Im Gesamten ist das eine Mischung, die mehr Laune macht, als vermutet. Man kratzt schon bei vergleichsweise niedrigen Geschwindigkeiten am Türchen zum Limit. Was - so ehrlich sollte ich sein - auch an den montierten Nexen-Winterreifen liegen könnte. Diesen Umstand nutzt man nach kurzer Eingewöhnung nur zu gerne aus und feuert die Limousine ungeniert und -gehobelt in die Ecken. Dennoch ist das Auto so gutmütig und sicher ausgelegt, dass man nie die Flatter bekommt. Die Folge: Ein Fahrverhalten, das keine Tempo-Rekorde einheimst, aber sehr unkompliziert Freude bringt.
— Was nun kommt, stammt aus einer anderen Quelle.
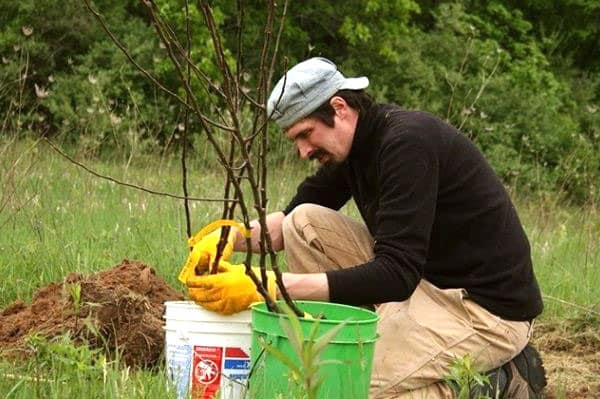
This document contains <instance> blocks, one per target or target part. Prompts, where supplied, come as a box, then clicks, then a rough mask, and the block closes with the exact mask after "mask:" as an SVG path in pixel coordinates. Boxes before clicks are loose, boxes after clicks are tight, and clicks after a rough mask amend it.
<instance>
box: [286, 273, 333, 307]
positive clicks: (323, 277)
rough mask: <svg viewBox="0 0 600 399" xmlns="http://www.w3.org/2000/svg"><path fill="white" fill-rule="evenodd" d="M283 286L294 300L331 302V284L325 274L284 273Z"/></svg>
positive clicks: (315, 273)
mask: <svg viewBox="0 0 600 399" xmlns="http://www.w3.org/2000/svg"><path fill="white" fill-rule="evenodd" d="M283 285H284V286H285V289H286V290H287V292H288V294H290V296H291V297H292V299H307V300H312V301H326V302H327V301H329V283H328V282H327V275H326V274H325V273H309V274H296V273H283Z"/></svg>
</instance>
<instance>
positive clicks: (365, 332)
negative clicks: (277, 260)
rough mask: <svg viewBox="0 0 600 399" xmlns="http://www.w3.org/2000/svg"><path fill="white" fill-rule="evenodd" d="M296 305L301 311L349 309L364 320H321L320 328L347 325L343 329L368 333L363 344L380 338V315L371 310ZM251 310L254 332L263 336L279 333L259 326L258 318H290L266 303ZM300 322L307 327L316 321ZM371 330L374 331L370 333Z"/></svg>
mask: <svg viewBox="0 0 600 399" xmlns="http://www.w3.org/2000/svg"><path fill="white" fill-rule="evenodd" d="M294 303H295V304H296V305H297V306H298V307H299V308H300V309H303V308H304V307H305V306H307V305H308V306H309V307H315V306H316V307H326V308H327V307H329V308H336V309H337V310H339V309H342V310H343V309H347V310H351V311H352V312H354V313H355V314H356V313H357V312H358V313H359V314H360V315H361V316H362V317H364V319H359V320H356V319H354V318H353V317H352V316H350V317H347V318H344V319H341V318H336V319H319V324H320V325H321V327H320V328H323V329H327V328H329V327H331V326H334V325H338V324H340V323H345V326H344V328H343V329H349V328H357V329H359V330H360V331H362V332H364V333H367V334H366V335H367V336H365V337H364V338H362V337H361V342H362V343H365V344H366V343H371V342H375V341H377V339H378V338H379V334H377V322H378V321H379V315H378V314H377V313H375V312H373V311H371V310H368V309H364V308H359V307H356V306H351V305H344V304H339V303H333V302H323V301H305V300H302V301H300V300H299V301H294ZM277 304H278V305H279V304H285V302H284V301H277ZM251 310H252V330H253V331H254V332H257V333H261V334H268V335H279V334H278V332H277V331H273V330H269V329H267V328H264V326H259V325H257V324H258V323H255V321H256V318H260V319H264V318H274V317H277V318H283V319H288V316H287V315H286V314H283V313H273V312H270V311H269V310H268V309H267V305H266V304H265V303H264V302H260V303H256V304H254V305H252V307H251ZM307 311H310V310H309V309H307ZM313 316H315V315H314V314H313ZM298 320H299V322H300V324H301V325H304V326H306V325H307V324H310V323H313V322H314V321H315V320H314V319H305V318H302V317H300V318H298ZM278 329H279V328H276V330H278ZM343 329H342V330H343ZM369 330H372V331H369ZM342 335H344V334H343V333H342ZM338 337H339V336H338ZM339 338H341V337H339ZM333 341H336V342H338V343H344V342H352V340H350V341H346V339H342V340H338V339H334V340H333ZM333 341H332V342H333Z"/></svg>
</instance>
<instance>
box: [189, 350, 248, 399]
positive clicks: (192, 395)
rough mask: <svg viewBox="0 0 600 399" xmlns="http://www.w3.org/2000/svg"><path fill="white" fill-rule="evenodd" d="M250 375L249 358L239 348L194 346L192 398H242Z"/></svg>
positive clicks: (192, 383) (192, 373)
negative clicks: (247, 380) (219, 396)
mask: <svg viewBox="0 0 600 399" xmlns="http://www.w3.org/2000/svg"><path fill="white" fill-rule="evenodd" d="M249 372H250V356H249V355H248V353H247V352H246V351H244V350H243V349H242V348H223V347H219V346H194V359H193V365H192V397H193V398H194V399H200V398H202V399H204V398H212V397H214V396H215V393H216V392H217V391H219V389H221V395H220V397H222V398H238V397H239V398H241V397H242V395H243V393H244V391H245V386H246V380H247V378H248V373H249Z"/></svg>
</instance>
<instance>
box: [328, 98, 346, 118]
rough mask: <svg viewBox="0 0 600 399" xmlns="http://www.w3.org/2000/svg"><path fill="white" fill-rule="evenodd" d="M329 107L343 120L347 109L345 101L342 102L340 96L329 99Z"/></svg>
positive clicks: (342, 98)
mask: <svg viewBox="0 0 600 399" xmlns="http://www.w3.org/2000/svg"><path fill="white" fill-rule="evenodd" d="M329 105H331V106H332V107H333V110H334V111H335V114H336V115H337V116H338V117H340V118H343V117H344V116H345V115H346V113H347V111H348V108H349V106H348V103H347V102H346V100H344V99H343V98H342V97H340V96H333V97H331V99H330V100H329Z"/></svg>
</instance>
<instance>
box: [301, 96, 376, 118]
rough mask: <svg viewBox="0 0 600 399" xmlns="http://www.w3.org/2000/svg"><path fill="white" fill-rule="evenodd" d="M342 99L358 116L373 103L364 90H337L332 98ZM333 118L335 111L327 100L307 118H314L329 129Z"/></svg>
mask: <svg viewBox="0 0 600 399" xmlns="http://www.w3.org/2000/svg"><path fill="white" fill-rule="evenodd" d="M335 96H338V97H342V98H343V99H344V101H346V103H347V104H348V105H349V106H350V108H352V109H354V110H355V111H357V112H358V114H359V115H360V114H364V113H365V112H366V111H367V110H368V109H369V108H370V107H371V106H372V105H373V103H374V102H375V100H374V99H373V97H371V96H370V95H369V94H367V93H366V92H365V91H364V90H339V91H338V92H337V93H335V94H334V95H333V96H332V97H335ZM334 116H335V109H333V107H332V106H331V104H330V103H329V99H328V100H327V101H325V102H324V103H323V104H321V105H320V106H319V108H317V109H316V110H314V111H313V112H311V113H310V114H309V115H308V116H307V118H315V119H318V120H320V121H321V122H323V123H324V124H326V125H327V126H329V127H333V125H334V120H333V117H334Z"/></svg>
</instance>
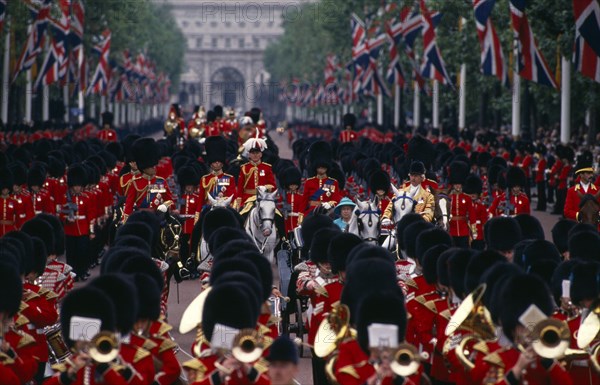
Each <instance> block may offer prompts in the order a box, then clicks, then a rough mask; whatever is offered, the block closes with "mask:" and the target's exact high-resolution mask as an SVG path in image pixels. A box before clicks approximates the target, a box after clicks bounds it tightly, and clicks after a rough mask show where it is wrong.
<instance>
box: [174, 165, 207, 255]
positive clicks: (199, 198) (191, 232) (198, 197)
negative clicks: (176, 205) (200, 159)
mask: <svg viewBox="0 0 600 385" xmlns="http://www.w3.org/2000/svg"><path fill="white" fill-rule="evenodd" d="M177 182H178V183H179V186H180V188H181V190H180V191H181V196H180V197H179V200H178V204H177V214H178V216H179V218H181V220H182V225H183V227H182V229H181V237H180V240H179V242H180V249H179V259H180V260H181V261H187V260H188V258H189V257H190V238H191V236H192V230H193V229H194V225H195V224H196V222H198V219H199V218H200V212H201V211H202V198H201V197H200V194H198V192H197V191H195V190H196V186H198V184H199V183H200V177H199V176H198V174H197V173H196V170H195V169H194V168H193V167H191V166H183V167H182V168H181V169H180V170H179V172H177Z"/></svg>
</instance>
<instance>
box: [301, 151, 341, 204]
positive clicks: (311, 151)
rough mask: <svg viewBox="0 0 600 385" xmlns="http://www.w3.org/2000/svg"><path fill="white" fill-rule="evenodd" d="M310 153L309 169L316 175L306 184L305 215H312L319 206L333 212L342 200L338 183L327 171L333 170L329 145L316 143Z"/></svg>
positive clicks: (304, 198) (308, 181)
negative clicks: (332, 177) (314, 173)
mask: <svg viewBox="0 0 600 385" xmlns="http://www.w3.org/2000/svg"><path fill="white" fill-rule="evenodd" d="M308 151H309V153H308V156H309V168H310V169H311V170H312V171H313V172H315V174H316V175H315V176H313V177H312V178H308V179H307V180H306V181H305V182H304V201H305V202H306V205H307V206H306V209H305V211H304V214H305V215H308V214H309V213H311V212H312V211H313V210H314V209H315V208H316V207H317V206H321V207H323V208H324V209H325V210H331V209H333V208H334V207H335V206H336V205H337V204H338V203H339V202H340V199H342V192H341V191H340V187H339V184H338V181H337V180H335V179H334V178H330V177H328V176H327V171H328V169H329V168H331V163H332V157H331V146H330V145H329V143H327V142H323V141H319V142H315V143H313V144H312V145H311V147H310V149H309V150H308Z"/></svg>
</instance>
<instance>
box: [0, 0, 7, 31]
mask: <svg viewBox="0 0 600 385" xmlns="http://www.w3.org/2000/svg"><path fill="white" fill-rule="evenodd" d="M5 19H6V0H0V32H2V28H4V20H5Z"/></svg>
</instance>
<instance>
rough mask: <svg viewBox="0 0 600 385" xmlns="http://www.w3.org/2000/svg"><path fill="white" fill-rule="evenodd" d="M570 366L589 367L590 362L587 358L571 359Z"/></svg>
mask: <svg viewBox="0 0 600 385" xmlns="http://www.w3.org/2000/svg"><path fill="white" fill-rule="evenodd" d="M571 365H572V366H579V367H582V368H589V366H590V362H589V361H588V360H573V361H571Z"/></svg>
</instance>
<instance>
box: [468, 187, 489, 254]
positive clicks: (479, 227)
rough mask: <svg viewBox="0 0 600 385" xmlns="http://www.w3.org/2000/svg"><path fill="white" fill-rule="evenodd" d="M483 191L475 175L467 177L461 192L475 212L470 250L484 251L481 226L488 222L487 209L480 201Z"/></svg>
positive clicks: (487, 214) (483, 203)
mask: <svg viewBox="0 0 600 385" xmlns="http://www.w3.org/2000/svg"><path fill="white" fill-rule="evenodd" d="M482 191H483V182H482V181H481V178H479V177H478V176H477V175H469V176H468V177H467V179H466V181H465V185H464V186H463V192H464V193H465V194H467V195H469V196H470V197H471V201H472V202H473V209H474V211H475V222H474V225H475V226H474V227H472V229H473V232H472V233H471V236H472V237H473V238H472V240H471V248H472V249H475V250H483V249H485V241H484V239H483V226H484V225H485V223H486V222H487V220H488V208H487V206H486V205H485V204H484V203H483V202H482V201H481V192H482Z"/></svg>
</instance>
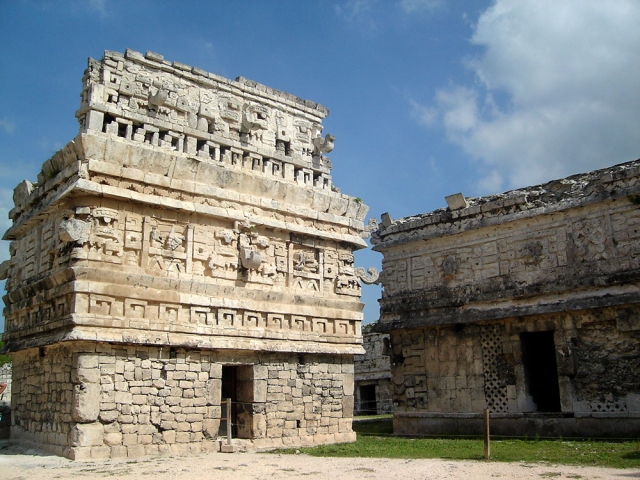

Innen könnte man sich freilich ein wenig wohler fühlen. Die Sitzposition ist relativ hoch und das Gestühl eher mittelmäßig. Der zweifarbige Leder-Alcantara-Mix war damals natürlich der letzte sportliche Schrei und nur beim RS erhältlich. Das Platzangebot vorne wirkt aber auch im Hier und Jetzt noch mehr als vernünftig. Trotz einer inzwischen zwergigen Breite von 1,73 Meter. Überlegen Sie mal, der aktuelle Octavia misst satte zehn Zentimeter mehr.
Beim Platzangebot im Fond sieht es weniger gut aus. Hinten war nie so richtig die Stärke von Octavia Nummer Eins. Dafür hat er einen Kofferraum in dem man vermutlich ständig Dinge verliert. Einfach aufgrund der schieren Größe.
Fürs Facelift ab 2000 hat man das Cockpit qualitativ aufgebrezelt. Von dem eines Golf 4 ist es kaum zu unterscheiden. Da gibt es sicher schlechtere Nachrichten. Verziert wurde beim RS-Modell unter anderem mit einem perforierten Lederlenkrad, Alu-Pedalerie und Alcantara in den Türtafeln. Viel zu bedienen gibt es nicht und das ist äußerst angenehm. Vor allem, wenn man sich vor Augen führt, wie das aktuell beim Volkswagen-Konzern aussieht.
Der absolute Langweiler unter den schnellen Kompakten hat beim Wiedersehen verblüffend viel Spaß bereitet. Wie das immer so ist, verklärt man das Vergangene ja immer ein wenig, aber das ist mir in diesem Fall mal wieder herzlich egal.
Ja, der Antrieb ist nicht der Aufregendste. Ja, das Fahrverhalten ist ein wenig schwammig und ausgelutscht. Aber wie das eben oft so ist mit den leicht ergrauten Fahrzeugen: Sie sind unkompliziert in der Handhabung und bieten leicht zugängliche Fahrfreude. Und als flottes, grundsolides Reiseauto taugt der Bock auch heute noch.
Damals (2002) übrigens ab 24.890 Euro (den D-Mark-Preis im ersten Produktionsjahr konnten wir auf die Schnelle leider nicht ausfindig machen), was nicht so nach Sparpreis klingt, wie man es vielleicht vermutet hätte. Zum Vergleich: Ein Golf 4 R32 mit 241-PS-Sechszylinder und Allradantrieb lag zur gleichen Zeit bei 31.950 Euro.
Ob das ein Grund für die eher enttäuschenden Verkaufszahlen der ersten Octavia-RS-Generation war, ist nachträglich schwer zu sagen. An den Qualitäten des Gefährts kann es eigentlich nicht gelegen haben. Allerdings verkaufte man insgesamt nur 17.600 Exemplare. Bei einem Gesamtvolumen der Baureihe von beinahe 1,5 Millionen ein verschwindend geringer Prozentsatz.
Aktuell liegt ein Octavia RS zwischen 3.500 und 8.000 Euro. Ein Klassiker wird er wohl nicht mehr, aber verlockend klingt das allemal.